Se l’Orchidea ha lo stelo giallo ecco 5 motivi che forse non sai

Uno dei modi principali in cui le orchidee comunicano ciò che sta loro accadendo è attraverso il cambiamento del colore di una delle loro parti.

Le foglie, le radici, il fusto e gli steli dei fiori possono tutti cambiare colore, mostrando un potenziale problema.

Se un’orchidea produce uno stelo fiorifero che diventa di un giallo pallido, potrebbero esserci vari motivi ma non sempre dovresti preoccuparti.

Vediamo insieme 5 motivi per cui l’orchidea ha lo stelo ingiallito!

Termine del periodo di fioritura

Questo motivo, tra tutti gli altri, è il meno preoccupante. Le orchidee hanno un ciclo di vita naturale e fiori che appassiscono, l’essiccamento dello stelo dell’orchidea che diventa giallo e poi marrone è una parte normale della vita dell’orchidea.

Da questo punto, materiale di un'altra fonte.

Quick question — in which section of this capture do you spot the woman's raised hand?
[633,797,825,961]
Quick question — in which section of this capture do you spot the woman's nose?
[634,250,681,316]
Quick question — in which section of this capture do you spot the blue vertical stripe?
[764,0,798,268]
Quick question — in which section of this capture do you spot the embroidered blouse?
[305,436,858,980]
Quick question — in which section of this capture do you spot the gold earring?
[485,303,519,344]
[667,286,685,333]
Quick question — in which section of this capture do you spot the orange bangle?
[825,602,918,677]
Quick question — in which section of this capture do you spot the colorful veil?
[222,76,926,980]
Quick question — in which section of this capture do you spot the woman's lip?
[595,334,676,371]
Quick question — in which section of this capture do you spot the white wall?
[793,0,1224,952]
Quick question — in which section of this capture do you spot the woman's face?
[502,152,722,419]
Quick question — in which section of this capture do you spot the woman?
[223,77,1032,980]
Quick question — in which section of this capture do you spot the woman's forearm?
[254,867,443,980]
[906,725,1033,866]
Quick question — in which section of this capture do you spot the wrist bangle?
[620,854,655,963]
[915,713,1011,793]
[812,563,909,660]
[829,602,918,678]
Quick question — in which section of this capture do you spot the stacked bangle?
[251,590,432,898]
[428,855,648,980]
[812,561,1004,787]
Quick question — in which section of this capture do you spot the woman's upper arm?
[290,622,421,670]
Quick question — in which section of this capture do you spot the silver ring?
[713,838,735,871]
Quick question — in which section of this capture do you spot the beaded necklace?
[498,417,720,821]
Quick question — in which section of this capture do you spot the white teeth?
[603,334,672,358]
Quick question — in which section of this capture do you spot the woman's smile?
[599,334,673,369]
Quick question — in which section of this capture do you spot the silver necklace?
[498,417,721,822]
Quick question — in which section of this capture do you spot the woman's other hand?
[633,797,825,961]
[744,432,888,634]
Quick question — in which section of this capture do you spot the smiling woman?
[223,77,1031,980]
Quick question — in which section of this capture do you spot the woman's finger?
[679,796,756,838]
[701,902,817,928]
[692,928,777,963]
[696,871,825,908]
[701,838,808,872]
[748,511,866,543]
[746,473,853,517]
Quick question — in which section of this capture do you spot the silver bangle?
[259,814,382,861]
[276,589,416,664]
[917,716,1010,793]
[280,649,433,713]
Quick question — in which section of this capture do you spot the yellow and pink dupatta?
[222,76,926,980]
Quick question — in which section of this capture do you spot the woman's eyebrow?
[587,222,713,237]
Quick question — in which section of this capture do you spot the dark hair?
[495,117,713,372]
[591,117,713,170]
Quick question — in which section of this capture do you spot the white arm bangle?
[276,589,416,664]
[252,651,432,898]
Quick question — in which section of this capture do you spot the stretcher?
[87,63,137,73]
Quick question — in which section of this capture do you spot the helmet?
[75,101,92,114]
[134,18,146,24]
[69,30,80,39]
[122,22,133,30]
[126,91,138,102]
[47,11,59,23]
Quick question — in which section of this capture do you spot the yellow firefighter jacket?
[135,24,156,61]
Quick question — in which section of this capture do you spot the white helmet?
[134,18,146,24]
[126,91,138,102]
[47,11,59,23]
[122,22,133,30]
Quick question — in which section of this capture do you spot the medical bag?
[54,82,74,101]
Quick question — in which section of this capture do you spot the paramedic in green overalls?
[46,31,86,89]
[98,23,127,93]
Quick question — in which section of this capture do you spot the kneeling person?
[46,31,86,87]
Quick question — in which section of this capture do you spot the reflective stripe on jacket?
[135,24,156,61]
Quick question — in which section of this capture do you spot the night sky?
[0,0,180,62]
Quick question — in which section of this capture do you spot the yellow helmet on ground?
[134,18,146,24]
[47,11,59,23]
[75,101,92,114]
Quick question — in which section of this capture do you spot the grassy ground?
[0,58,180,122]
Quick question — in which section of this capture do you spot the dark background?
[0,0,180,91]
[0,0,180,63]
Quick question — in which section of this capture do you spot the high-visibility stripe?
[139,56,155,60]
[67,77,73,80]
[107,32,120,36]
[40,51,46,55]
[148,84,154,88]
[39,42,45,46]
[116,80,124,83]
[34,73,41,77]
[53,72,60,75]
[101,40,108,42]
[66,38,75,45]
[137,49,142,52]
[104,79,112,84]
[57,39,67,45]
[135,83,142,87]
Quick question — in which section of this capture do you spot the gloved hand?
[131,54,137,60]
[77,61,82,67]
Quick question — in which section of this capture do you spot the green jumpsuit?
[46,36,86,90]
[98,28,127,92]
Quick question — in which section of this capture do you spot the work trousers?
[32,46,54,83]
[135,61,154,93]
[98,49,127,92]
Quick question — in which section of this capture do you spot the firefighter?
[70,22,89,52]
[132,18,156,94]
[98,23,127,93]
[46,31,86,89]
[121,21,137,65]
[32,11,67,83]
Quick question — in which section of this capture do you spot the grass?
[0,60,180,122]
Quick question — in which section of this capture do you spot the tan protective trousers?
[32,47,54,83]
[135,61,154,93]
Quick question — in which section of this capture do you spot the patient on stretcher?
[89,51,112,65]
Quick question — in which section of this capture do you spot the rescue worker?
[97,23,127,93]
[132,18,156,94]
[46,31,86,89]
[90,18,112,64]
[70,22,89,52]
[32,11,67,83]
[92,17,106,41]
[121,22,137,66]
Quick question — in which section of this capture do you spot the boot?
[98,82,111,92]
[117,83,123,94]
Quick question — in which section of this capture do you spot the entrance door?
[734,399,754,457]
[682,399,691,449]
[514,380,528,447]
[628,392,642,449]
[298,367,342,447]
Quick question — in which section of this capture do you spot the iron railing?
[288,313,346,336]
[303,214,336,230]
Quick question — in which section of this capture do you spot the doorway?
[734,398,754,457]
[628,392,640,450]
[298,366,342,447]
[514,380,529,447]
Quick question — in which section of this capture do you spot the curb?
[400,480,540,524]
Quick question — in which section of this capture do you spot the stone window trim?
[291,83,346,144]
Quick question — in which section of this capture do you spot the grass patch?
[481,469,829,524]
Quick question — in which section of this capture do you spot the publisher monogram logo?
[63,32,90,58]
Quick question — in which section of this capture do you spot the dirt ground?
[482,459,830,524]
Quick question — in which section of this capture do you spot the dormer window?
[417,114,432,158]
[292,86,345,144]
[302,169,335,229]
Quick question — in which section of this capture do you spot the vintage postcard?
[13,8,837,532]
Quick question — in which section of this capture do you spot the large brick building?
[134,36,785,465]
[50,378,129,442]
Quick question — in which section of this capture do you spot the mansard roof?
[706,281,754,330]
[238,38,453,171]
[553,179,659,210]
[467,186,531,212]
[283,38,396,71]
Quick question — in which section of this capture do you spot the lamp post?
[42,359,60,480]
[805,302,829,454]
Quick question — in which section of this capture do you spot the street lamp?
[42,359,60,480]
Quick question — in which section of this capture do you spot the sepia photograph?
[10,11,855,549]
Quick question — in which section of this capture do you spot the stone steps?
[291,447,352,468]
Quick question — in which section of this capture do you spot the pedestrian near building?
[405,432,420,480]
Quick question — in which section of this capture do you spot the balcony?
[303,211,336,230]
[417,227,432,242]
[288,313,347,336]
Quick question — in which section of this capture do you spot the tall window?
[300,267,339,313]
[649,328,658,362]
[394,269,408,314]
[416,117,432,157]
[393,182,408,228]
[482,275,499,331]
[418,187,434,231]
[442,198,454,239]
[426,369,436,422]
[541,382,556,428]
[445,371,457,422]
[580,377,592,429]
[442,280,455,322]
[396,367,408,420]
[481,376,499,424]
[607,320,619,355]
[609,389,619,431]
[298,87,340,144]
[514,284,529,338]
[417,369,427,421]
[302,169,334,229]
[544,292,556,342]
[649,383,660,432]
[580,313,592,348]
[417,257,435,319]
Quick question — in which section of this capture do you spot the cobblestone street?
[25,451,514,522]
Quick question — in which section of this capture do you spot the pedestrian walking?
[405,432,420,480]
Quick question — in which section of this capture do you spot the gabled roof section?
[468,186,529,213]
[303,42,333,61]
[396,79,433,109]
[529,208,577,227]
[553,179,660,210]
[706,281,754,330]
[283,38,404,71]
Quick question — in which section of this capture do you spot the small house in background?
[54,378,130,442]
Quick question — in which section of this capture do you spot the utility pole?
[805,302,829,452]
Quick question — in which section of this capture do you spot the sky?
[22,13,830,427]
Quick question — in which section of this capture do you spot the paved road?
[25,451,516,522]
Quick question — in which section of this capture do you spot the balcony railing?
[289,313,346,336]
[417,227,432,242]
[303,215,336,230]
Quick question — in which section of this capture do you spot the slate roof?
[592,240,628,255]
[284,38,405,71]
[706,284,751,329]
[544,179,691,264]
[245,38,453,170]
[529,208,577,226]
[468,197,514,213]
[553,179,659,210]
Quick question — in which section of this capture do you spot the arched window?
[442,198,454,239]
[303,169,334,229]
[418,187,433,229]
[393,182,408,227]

Lo stelo del fiore ha terminato il suo scopo e non è più necessario all’orchidea. Ci vuole un’enorme quantità di energia per produrre quello stelo e mantenerlo verde. Per recuperare parte dell’energia, l’orchidea fa in modo di farlo ingiallire, riassorbendo una piccola parte di quell’energia nella pianta.

Se la tua orchidea è un po’ sofferente in termini di foglie, steli, radici e salute generale, potrebbe essere una buona idea tagliare lo stelo prematuramente e lasciare riposare l’orchidea prima del previsto.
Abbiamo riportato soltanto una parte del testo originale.